The "staying true" dilemma can have other wrinkles, as well. From time to time, I have considered writing more mainstream articles because I wrestle with the issue of money: Do I write something "normal" and get paid for it, or do I write "my truth" and remain uncompensated because such writing may have spiritual value or practical value, but no commercial value? Which path must I take?

It is a common issue among HSPs that we struggle to feel good about ourselves if we don't live authentic lives yet-- for many of us-- true authenticity involves a substantial element of "being different." As such, authenticity can be a double-edged sword because we feel good for being authentic, but less good because that authenticity is sometimes-- or often-- met with skepticism and resistance.

Even if the words are not spoken directly, the feedback we get from the world sometimes contains a hidden subtext of "Oh, I'd sort of hoped you were doing something more normal."

Ouch.

Many HSPs-- whether we openly acknowledge it, or not-- carry around an assortment of "wounds" we're trying to heal.
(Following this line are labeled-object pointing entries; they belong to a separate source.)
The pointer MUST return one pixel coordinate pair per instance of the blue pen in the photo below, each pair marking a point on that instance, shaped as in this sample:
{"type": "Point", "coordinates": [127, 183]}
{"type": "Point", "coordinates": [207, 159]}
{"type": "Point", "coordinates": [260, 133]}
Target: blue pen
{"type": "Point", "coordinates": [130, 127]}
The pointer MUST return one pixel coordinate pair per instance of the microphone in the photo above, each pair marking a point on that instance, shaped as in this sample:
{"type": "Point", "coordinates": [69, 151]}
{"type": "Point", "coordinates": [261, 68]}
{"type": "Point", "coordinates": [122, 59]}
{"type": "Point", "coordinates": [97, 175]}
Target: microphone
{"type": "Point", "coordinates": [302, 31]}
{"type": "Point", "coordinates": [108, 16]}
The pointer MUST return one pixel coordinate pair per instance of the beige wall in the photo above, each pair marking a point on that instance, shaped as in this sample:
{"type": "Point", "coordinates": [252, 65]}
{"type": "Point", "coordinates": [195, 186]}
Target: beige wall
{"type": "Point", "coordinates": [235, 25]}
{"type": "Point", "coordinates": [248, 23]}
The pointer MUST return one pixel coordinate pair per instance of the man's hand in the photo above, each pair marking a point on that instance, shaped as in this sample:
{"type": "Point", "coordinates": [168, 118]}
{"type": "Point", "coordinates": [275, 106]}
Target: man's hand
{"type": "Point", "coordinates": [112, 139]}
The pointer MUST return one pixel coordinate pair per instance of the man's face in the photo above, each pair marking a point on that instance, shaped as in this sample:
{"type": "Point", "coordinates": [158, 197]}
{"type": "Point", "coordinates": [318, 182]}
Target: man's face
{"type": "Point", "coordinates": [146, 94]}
These wounds often are some variation on the theme of feeling marginalized because of who we are.

My experience has been that standing up for our true selves, our true beliefs and the ideas and projects we truly believe in can offer tremendous healing when it comes to past hurts, even if our choices are-- perhaps-- not always welcomed in the greater sense of the term. Stated simply, the healing benefits of true authenticity outweigh the negatives of occasionally feeling like we're terribly misunderstood.

Some folks bring up the issue of self-esteem in this context... and it took me many years to understand that the core of self-esteem is the word "self." Certainly, we can't help by be influenced by the world around us... but it is SELF-esteem, not "what others think of me esteem" we're needing to develop. That was a difficult lesson for me, and I believe it is difficult for most HSPs.

In the end, though, we must stay true to what we support and believe in, if we truly wish to heal. That much needed self-esteem comes when we embrace the Inner Knowing that WE are doing "the right thing," regardless of what everyone else thinks.

So the Question of the Week becomes this: Do you stay true to what you believe in? Do you openly support the "causes" that matter to you, or do you hide them, in service of "not sticking out?" For starters, are you open about being an HSP? If "no," why are you hiding?